A inutilidade das polêmicas. Por Míriam Leitão – Heron Cid
Bastidores

A inutilidade das polêmicas. Por Míriam Leitão

28 de fevereiro de 2019 às 09h30 Por Heron Cid
O ex-ministro Gustavo Bebianno, demitido por Bolsonaro (Pedro Ladeira/Folhapress)

O governo roda em torno de si mesmo e do nada. Num país cercado de urgências e de problemas graves, o presidente, seus filhos, alguns ministros, altos funcionários são dedicados criadores de falsas polêmicas. Se nada mais tivéssemos para fazer, poderia ser divertido. Teríamos não um governo, mas uma central de entretenimento que oscila seus estilos entre o hilariante, o nonsense, o desprezível. Com a pesada agenda que temos e os absurdos que acontecem, o show não diverte. Acabrunha, irrita, revolta.

Nem bem nos recuperamos de uma e vem outra. Em três dias, houve o caso da carta do ministro da Educação, o do filho do presidente, Eduardo, defendendo o muro dos Estados Unidos contra o México, e o do presidente, Jair Bolsonaro, chamando de estadista o chefe de uma cleptocracia sanguinária que dominou os paraguaios por 35 anos. Mas desde o começo do mandato, a lista das polêmicas inúteis é extensa. Com elas, o governo perde tempo, quando todas as atenções deveriam estar em questões sérias que temos que superar para construir o futuro. Elas tiram atenção até dos projetos importantes como a reforma da Previdência e o pacote anticrime.

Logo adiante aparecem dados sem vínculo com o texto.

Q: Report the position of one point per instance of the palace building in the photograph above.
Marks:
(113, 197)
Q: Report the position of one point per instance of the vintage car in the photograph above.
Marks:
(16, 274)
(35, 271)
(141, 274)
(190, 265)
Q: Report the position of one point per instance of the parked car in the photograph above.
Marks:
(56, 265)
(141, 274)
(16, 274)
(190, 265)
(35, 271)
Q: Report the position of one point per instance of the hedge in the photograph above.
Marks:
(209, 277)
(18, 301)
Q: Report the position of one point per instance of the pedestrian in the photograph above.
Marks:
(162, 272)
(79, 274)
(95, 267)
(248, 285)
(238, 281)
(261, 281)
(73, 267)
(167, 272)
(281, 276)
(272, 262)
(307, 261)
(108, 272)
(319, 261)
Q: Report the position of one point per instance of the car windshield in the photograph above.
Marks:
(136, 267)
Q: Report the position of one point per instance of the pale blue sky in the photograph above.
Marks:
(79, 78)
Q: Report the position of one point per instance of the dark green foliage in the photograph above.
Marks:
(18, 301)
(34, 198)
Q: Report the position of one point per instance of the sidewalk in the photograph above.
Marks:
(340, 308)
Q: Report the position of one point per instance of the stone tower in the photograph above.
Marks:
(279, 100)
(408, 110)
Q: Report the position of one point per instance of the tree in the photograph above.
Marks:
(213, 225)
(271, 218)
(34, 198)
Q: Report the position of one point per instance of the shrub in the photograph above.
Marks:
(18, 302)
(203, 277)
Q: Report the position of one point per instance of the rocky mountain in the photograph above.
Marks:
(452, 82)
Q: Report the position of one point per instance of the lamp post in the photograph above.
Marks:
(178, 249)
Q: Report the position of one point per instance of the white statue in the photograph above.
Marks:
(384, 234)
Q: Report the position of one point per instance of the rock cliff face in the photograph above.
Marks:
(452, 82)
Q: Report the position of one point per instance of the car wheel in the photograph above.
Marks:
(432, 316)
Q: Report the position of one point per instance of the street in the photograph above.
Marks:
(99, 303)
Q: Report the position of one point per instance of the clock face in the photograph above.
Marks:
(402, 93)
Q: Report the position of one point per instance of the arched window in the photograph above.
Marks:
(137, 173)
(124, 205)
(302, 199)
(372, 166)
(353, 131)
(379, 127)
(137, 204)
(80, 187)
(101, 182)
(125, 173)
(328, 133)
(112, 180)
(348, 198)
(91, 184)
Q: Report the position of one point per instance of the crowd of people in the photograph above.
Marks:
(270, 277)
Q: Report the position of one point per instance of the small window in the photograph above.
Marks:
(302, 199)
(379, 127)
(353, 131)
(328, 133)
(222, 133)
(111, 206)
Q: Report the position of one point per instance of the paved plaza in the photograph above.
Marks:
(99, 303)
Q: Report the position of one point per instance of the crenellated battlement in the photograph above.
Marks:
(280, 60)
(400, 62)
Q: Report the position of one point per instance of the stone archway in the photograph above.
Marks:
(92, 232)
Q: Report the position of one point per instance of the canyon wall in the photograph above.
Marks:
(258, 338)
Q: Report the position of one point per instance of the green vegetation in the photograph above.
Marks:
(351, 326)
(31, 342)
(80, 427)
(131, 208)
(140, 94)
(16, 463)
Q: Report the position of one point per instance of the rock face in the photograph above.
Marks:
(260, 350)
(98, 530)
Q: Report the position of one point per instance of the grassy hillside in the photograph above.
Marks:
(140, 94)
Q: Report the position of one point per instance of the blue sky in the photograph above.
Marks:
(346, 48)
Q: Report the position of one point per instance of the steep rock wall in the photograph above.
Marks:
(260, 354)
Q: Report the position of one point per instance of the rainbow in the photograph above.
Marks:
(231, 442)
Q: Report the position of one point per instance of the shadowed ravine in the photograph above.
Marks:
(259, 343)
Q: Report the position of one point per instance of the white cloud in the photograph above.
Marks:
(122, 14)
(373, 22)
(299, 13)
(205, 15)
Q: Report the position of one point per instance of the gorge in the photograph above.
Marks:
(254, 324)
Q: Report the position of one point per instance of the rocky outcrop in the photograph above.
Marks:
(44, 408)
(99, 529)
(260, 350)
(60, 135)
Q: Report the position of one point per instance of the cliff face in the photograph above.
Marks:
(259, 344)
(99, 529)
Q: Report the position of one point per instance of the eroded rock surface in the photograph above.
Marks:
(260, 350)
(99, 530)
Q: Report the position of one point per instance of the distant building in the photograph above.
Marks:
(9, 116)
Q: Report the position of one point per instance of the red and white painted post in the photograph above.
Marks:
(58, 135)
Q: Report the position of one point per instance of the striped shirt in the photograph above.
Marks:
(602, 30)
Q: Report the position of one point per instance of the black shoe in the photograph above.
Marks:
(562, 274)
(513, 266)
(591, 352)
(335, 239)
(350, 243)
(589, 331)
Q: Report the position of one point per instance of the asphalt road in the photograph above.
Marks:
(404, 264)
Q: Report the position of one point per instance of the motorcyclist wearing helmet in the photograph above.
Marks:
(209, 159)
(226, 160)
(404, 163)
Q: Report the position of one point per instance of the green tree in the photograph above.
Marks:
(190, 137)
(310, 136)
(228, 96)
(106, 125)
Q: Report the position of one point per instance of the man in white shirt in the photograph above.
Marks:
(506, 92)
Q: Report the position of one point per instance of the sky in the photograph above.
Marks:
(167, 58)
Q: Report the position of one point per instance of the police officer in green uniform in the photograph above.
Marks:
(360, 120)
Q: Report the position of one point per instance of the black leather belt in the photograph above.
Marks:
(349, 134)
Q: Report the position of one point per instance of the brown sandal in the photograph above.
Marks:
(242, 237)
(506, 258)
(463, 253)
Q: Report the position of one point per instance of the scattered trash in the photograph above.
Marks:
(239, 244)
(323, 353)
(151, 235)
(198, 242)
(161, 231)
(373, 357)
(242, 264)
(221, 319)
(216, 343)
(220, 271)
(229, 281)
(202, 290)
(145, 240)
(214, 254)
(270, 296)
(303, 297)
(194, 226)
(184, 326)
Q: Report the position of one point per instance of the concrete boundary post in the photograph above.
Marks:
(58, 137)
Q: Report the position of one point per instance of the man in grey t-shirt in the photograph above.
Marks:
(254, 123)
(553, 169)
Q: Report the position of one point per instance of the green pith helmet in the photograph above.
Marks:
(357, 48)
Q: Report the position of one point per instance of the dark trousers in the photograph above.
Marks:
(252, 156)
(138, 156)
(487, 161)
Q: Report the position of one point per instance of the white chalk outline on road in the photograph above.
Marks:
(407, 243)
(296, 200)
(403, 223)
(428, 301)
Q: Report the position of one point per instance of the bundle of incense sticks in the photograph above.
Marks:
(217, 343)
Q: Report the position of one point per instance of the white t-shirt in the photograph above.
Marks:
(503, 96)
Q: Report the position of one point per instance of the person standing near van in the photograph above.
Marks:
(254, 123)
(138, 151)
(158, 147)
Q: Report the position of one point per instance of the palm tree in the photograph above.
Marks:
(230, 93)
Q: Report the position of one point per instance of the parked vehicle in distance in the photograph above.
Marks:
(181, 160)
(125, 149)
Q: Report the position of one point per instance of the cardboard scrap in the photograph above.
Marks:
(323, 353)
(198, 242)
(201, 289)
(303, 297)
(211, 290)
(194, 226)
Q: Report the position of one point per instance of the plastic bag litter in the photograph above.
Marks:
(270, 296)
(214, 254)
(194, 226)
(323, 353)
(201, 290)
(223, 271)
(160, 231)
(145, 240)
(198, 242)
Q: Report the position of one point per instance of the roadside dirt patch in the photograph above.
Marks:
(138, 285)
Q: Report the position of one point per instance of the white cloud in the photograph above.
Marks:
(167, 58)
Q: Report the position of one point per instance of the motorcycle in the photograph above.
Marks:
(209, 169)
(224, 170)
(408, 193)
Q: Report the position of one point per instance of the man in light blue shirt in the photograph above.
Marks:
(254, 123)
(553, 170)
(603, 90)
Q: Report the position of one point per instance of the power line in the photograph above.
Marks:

Há sempre quem pergunte. Viu a última? E este governo parece inesgotável produtor de últimas. Ele cria fatos que mais parecem fake news. A defesa de Alfredo Stroessner foi a mais recente, mas nada impede que enquanto escrevo estas linhas os caprichosos criadores de estultices estejam em atividade.

Stroessner foi o que foi. Não um homem de visão, um estadista, como descreveu Jair Bolsonaro, mas o chefe de um governo que torturou, matou e roubou por 35 anos. Não há ditadura boa, mas há algumas piores do que as outras. A do Paraguai foi das piores. Comandada com mão de ferro por um capitão reformado, que ficou no poder de 1954 a 1989, a ditadura paraguaia agia através de uma polícia política das mais violentas e não poupou nem integrantes do governista Partido Colorado. Se Bolsonaro pensou estar homenageando os paraguaios, errou. É figura tão controversa no nosso vizinho que o presidente Abdo Benitez, também do Partido Colorado, ficou em silêncio e não ecoou o presidente brasileiro. Stroessner, além de tudo, foi acusado de ter desviado bilhões para si e sua família. O país foi pilhado pelo governante que Bolsonaro admira.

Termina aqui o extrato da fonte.